Il confine umano: vite in cerca di pace
Associazione per i Diritti umani è fiera di annunciare l’uscita nelle librerie del nuovo saggio di Patrizia Angelozzi, che collabora con l’associazione per la rubrica “Scritture al sociale”. Il libro si intitola Il confine umano – Vite in cerca di pace, Ianieri edizioni.
Abbiamo rivolto alcune domande a Patrizia Angelozzi. Per voi.
Come si è svolta la ricerca per la stesura di questo libro?
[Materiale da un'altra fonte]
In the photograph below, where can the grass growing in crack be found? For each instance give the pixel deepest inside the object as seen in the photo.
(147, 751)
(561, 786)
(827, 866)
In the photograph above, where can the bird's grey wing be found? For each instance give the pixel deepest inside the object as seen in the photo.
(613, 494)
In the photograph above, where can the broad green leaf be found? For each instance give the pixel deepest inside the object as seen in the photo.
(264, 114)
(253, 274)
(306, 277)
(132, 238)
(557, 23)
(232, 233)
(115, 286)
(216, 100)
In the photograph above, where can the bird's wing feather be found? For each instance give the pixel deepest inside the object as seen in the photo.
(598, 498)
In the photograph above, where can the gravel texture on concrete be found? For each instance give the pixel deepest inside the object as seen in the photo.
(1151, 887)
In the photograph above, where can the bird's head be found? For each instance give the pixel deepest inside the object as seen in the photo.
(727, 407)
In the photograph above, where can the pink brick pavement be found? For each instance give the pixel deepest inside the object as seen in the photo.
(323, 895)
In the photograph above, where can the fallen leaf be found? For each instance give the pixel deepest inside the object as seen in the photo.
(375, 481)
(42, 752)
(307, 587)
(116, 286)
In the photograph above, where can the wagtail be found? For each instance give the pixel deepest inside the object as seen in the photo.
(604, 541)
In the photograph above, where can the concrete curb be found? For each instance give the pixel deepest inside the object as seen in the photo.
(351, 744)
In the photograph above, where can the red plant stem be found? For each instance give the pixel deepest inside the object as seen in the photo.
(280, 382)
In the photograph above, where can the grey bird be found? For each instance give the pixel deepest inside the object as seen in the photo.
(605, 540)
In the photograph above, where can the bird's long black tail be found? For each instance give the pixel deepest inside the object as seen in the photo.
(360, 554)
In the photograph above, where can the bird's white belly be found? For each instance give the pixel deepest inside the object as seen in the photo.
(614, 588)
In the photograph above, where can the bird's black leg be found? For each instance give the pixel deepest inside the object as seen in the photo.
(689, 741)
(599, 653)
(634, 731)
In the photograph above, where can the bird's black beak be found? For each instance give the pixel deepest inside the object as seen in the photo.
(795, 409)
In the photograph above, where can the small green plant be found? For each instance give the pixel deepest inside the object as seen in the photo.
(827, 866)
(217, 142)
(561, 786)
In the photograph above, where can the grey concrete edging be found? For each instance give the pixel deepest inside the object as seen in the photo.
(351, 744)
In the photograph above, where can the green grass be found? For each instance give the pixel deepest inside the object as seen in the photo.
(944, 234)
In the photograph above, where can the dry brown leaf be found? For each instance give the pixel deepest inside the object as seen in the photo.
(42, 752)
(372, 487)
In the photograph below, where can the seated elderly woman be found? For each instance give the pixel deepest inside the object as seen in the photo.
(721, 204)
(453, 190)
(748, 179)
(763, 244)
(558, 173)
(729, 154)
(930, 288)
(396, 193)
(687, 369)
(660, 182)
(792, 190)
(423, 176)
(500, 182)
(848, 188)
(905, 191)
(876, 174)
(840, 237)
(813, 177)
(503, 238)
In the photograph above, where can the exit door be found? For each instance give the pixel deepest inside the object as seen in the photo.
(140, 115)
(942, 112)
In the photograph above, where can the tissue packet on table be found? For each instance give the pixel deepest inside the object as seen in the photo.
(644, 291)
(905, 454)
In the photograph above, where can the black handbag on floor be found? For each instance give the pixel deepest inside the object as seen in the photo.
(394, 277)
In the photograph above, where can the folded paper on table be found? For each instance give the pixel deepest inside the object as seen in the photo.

La mia ricerca è iniziata dentro i centri di accoglienza per migranti e rifugiati. Ho avuto la possibilità di incontrare persone provenienti da Paesi diversi e con motivazioni differenti tra loro. Un anno di lavoro, di incontri, di appunti di vite…
Un percorso intrapreso con attenzione verso persone che hanno scelto un po’ alla volta di raccontare, superando “ricordi” dolorosi e di nostalgia verso i loro cari, persone che non ci sono più ed altre rimaste che sperano in una vita possibile.
Oltre alle barriere fisiche, bisogna cercare di abbattere anche quelle mentali: in quali modi ciò sarebbe possibile?
E’ possibile attraverso la cultura dell’altro e la conoscenza. L’unico mezzo per comprendere è capire dove e quando un “confine” diventa il pregiudizio, quello del non sapere. Giudicare a prescindere, parlare di situazioni che non conosciamo da un punto di vista burocratico, legislativo, politico. Senza la ‘conoscenza’ non siamo in grado di superare nulla, neanche noi stessi negli obiettivi di tutti i giorni.
Alcuni dei temi – di stretta attualità – veicolati da questo lavoro sono: la condizione femminile in alcune culture, il sesso prima del matrimonio, la scelta di un migrante tra illegalità e legalità, il sogno di un futuro migliore, il valore della dignità.
Omar, Mohammed, Nassem e gli altri riportano esperienze di vita e aspettative: ci può anticipare qualche testimonianza con un suo commento?
Esperienze riportate attraverso un viaggio narrativo con dentro sette vite, sette storie, sette uomini. Tutti in cerca di pace, con la speranza di fuggire da conflitti, dalle persecuzioni. Di poter aprire gli occhi al mattino e non dover ‘controllare’ che in casa siano ancora vivi o non dover assistere ad uccisioni e far finta di essere d’accordo, applaudendo in piazza..
“What can I do?” è la domanda che fin da bambino, si è chiesto uno di loro, scegliendo a soli quindici di andare via, come potrebbe fare un adulto.
Cosa chiedono queste persone all’Europa “unita”?
Loro chiedono di esistere, di poter vivere. Di essere utili agli altri, a se stessi, a noi. Comprendono le ‘distanze’ create dal terrorismo in giro per il mondo e si dissociano, perché Islam, vuol dire Pace.
Si parla di “confine umano”: proprio dal punto di vista umano, cosa ha lasciato in lei, l’incontro con le persone che ha conosciuto?
Porto con me la ricchezza degli incontri, degli sguardi pieni di ricordi e di speranze per il futuro. Il significato profondo del concetto di ‘pace’ spesso sottovalutato. Durante questa esperienza ho raccontato ai miei figli cosa stavo imparando. E per tutto questo lavoro, racchiuso in un libro, devo un grande ringraziamento al Consorzio Matrix, che lavora ed opera applicando protocolli e linee guida nel rispetto della dignità degli ‘ospiti’ e che vede il supporto di grandi professionisti, capaci e ‘umani’. Perché il tecnicismo è nulla senza la parte umana.